He turned then. “A man’s piece, a valet.”
I looked where he pointed and admired the intricately carved wood of the stand but shook my head no. “It’s beautiful but it’s not for a suit and tie kind of guy, unfortunately.”
“Picked that up at an estate sale,” he said. “It just needed a little TLC to shine.”
“You’ll sell it. I could see a lot of people admiring it.”
“So you were talking about poker, then?”
“Yes,” I told him, grateful that he’d changed the subject back himself. “We were talking about the old poker games involving Drew and sometimes Owen Lafferty and their associates and your name was mentioned.”
He turned to face me completely. “I admit, I’ve always been a card player. Still am. I still play with Chuck Knox, who sometimes played back then, and some other guys but it’s not the same anymore with Terry Ford gone now and Art in hiding over Terry’s drowning and...well, you know.”
My thoughts flashed back to the community meeting just over a year before. “Were you speaking to Terry Ford back then?”
He turned away again and picked up a sculpted metal piece which he absently weighed in a hand. “No, not really,” he admitted.
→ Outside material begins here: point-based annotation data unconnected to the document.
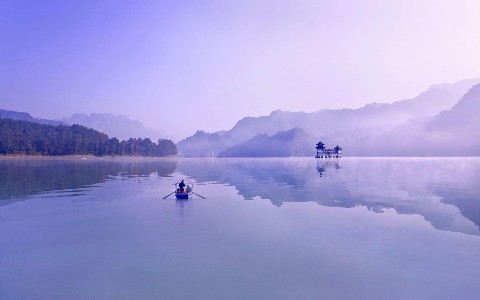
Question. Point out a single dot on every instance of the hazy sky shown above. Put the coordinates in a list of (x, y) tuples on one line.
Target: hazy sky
[(187, 65)]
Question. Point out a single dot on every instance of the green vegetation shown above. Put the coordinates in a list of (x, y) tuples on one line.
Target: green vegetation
[(22, 137)]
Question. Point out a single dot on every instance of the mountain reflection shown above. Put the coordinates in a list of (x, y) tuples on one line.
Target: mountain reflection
[(443, 191), (19, 178)]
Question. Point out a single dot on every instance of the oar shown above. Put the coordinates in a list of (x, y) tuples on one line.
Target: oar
[(168, 195), (199, 195)]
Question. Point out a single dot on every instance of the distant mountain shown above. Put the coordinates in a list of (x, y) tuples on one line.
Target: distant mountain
[(453, 132), (358, 131), (118, 126), (464, 115), (294, 142), (23, 116)]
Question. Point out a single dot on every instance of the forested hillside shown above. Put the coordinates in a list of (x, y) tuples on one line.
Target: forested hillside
[(22, 137)]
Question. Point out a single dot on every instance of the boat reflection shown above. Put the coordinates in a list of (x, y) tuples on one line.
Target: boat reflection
[(443, 191), (24, 177)]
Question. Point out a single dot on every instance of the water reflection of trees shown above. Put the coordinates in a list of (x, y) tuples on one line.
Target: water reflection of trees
[(22, 177), (436, 189)]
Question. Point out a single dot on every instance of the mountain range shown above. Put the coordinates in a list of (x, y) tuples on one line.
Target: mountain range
[(437, 122), (118, 126)]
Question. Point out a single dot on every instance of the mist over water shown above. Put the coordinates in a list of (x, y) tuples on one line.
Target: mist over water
[(294, 228)]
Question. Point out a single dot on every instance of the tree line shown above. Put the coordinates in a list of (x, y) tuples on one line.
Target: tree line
[(23, 137)]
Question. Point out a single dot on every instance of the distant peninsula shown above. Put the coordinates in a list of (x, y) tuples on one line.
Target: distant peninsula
[(22, 137)]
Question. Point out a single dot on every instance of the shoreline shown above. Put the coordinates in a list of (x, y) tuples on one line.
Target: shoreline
[(76, 156)]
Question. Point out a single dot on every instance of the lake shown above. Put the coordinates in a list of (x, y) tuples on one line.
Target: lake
[(293, 228)]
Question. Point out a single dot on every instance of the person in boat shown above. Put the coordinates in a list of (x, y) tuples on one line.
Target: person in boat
[(181, 185)]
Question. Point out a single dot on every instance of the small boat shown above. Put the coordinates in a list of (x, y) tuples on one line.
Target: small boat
[(182, 195), (183, 192)]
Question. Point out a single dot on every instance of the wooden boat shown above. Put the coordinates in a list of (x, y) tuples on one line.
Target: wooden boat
[(182, 195)]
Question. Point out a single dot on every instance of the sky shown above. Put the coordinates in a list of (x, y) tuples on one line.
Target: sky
[(183, 66)]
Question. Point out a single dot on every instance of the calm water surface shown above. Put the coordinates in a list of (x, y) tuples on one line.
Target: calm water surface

“You two were sort of on the outs when he died. If I remember correctly, a few of you thought he might be cheating at cards.”
Dale put the metal piece down and turned to face me. “I never speak ill of the dead. I prefer to remember better times and there were a lot with Terry.”
He was the second one to tell me that in a day but, like Horace, I knew he’d say more if I prodded him a little. “Did he ever play cards with you back in the old oil days?”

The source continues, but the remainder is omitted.